Mack-Cali Announces Tender Offer For Any And All Of Its 7.25% Senior Unsecured Notes Due March 15, 2009
11/06/2008 Category: Financial
Edison, New Jersey—November 6, 2008—Mack-Cali Realty Corporation (NYSE: CLI) today announced that its operating partnership, Mack-Cali Realty, L.P. (the "Operating Partnership"), has commenced a cash tender offer (the "Tender Offer") for any and all of the $300 million principal amount of its 7.25% Senior Unsecured Notes due March 15, 2009 (the "Notes"). The consideration payable for the Notes is $1,000 per $1,000 principal amount of Notes, plus accrued and unpaid interest to, but not including, the payment date for the Notes purchased in the Tender Offer, which is expected to be the second business day following the Expiration Time (as defined below). Additional terms and conditions of the Offer are set forth in the Offer to Purchase dated November 6, 2008 (the "Offer to Purchase"), and the related Letter of Transmittal (the "Letter of Transmittal").

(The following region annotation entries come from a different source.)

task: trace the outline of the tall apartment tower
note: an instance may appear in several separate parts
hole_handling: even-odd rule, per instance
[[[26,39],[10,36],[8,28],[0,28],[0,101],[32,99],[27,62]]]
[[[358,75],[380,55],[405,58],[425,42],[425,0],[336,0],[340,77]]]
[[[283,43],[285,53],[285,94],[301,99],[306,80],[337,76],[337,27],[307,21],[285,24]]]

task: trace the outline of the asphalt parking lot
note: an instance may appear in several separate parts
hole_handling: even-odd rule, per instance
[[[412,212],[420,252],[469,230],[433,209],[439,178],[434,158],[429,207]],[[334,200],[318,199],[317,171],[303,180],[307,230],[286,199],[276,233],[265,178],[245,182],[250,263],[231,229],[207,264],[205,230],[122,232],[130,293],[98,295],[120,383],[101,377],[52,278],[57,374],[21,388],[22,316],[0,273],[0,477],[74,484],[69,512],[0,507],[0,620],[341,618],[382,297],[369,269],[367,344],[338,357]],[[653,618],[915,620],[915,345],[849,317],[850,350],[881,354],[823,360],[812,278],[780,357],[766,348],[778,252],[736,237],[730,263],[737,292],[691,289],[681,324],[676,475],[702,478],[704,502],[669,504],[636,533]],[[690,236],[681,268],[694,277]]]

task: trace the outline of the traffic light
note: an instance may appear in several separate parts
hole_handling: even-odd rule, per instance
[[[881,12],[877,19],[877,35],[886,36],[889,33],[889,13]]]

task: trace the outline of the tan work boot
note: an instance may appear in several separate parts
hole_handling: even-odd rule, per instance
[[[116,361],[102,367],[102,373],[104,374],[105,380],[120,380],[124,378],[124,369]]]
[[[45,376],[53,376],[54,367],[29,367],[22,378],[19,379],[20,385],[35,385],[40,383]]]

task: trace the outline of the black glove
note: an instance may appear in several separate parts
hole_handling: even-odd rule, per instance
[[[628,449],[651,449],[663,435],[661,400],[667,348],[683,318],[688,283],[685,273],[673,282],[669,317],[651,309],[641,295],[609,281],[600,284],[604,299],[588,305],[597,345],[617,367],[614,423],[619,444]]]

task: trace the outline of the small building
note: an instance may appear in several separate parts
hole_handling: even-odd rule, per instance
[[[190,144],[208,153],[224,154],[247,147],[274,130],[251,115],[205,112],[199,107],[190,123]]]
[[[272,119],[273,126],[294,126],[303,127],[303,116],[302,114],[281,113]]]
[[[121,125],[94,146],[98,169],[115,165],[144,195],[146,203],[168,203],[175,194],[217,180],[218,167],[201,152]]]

The Tender Offer will expire at 5:00 p.m., New York City time, on Friday, November 14, 2008, unless extended or earlier terminated (the "Expiration Time"). Under certain circumstances, and as more fully described in the Offer to Purchase, the Operating Partnership may terminate the Offer before the Expiration Time. Any tendered Notes may be withdrawn prior to, but not after, the Expiration Time and withdrawn Notes may be re-tendered by a holder at any time prior to the Expiration Time. The Operating Partnership expects to use available cash and borrowings under its $775 million unsecured revolving credit facility to fund its purchase of the Notes in the Tender Offer. The Notes purchased pursuant to the Tender Offer are expected to be cancelled.
This press release is neither an offer to purchase nor a solicitation to buy any of these Notes nor is it a solicitation for acceptance of the Tender Offer. The Operating Partnership is making the Tender Offer only by, and pursuant to the terms of, the Offer to Purchase and the related Letter of Transmittal. The Tender Offer is not being made in any jurisdiction in which the making or acceptance thereof would not be in compliance with the securities, blue sky or other laws of such jurisdiction. None of Mack-Cali Realty Corporation, the Operating Partnership, the Dealer Manager or the Information Agent for the Tender Offer makes any makes any recommendation in connection with the Tender Offer.
The complete terms and conditions of the Tender Offer is set forth in the Offer to Purchase and Letter of Transmittal that is being sent to holders of the Notes. Holders are urged to read the Tender Offer documents carefully when they become available. Copies of the Offer to Purchase and Letter of Transmittal may be obtained from the Information Agent for the Tender Offer, Global Bondholder Services Corporation at 866.470.4200 (toll-free) or 212.430.3774
J.P. Morgan Securities Inc. is the Dealer Manager for the Tender Offer. Questions regarding the Tender Offer may be directed to J.P. Morgan Securities Inc. at 866.834.4666 (toll-free) or 212.834.4388 (collect).
Mack-Cali Realty Corporation is a fully-integrated, self-administered, self-managed real estate investment trust (REIT) providing management, leasing, development, construction and other tenant-related services for its class A real estate portfolio. Mack-Cali owns or has interests in 294 properties, primarily office and office/flex buildings located in the Northeast, totaling approximately 33.7 million square feet. The properties enable the Company to provide a full complement of real estate opportunities to its diverse base of approximately 2,200 tenants.
Additional information on Mack-Cali Realty Corporation is available on the Company's website at http://www.mack-cali.com.
Statements made in this press release may be forward-looking statements. Forward-looking statements can be identified by the use of words such as "may," "will," "plan," "should," "expect," "anticipate," "estimate," "continue," or comparable terminology. Such forward-looking statements are inherently subject to certain risks, trends and uncertainties, many of which the Company cannot predict with accuracy and some of which the Company might not even anticipate, and involve factors that may cause actual results to differ materially from those projected or suggested. Readers are cautioned not to place undue reliance on these forward-looking statements and are advised to consider the factors listed above together with the additional factors under the heading "Disclosure Regarding Forward-Looking Statements" and "Risk Factors" in the Company's Annual Reports on Form 10-K, as may be supplemented or amended by the Company's Quarterly Reports on Form 10-Q, which are incorporated herein by reference. The Company assumes no obligation to update or supplement forward-looking statements that become untrue because of subsequent events, new information or otherwise.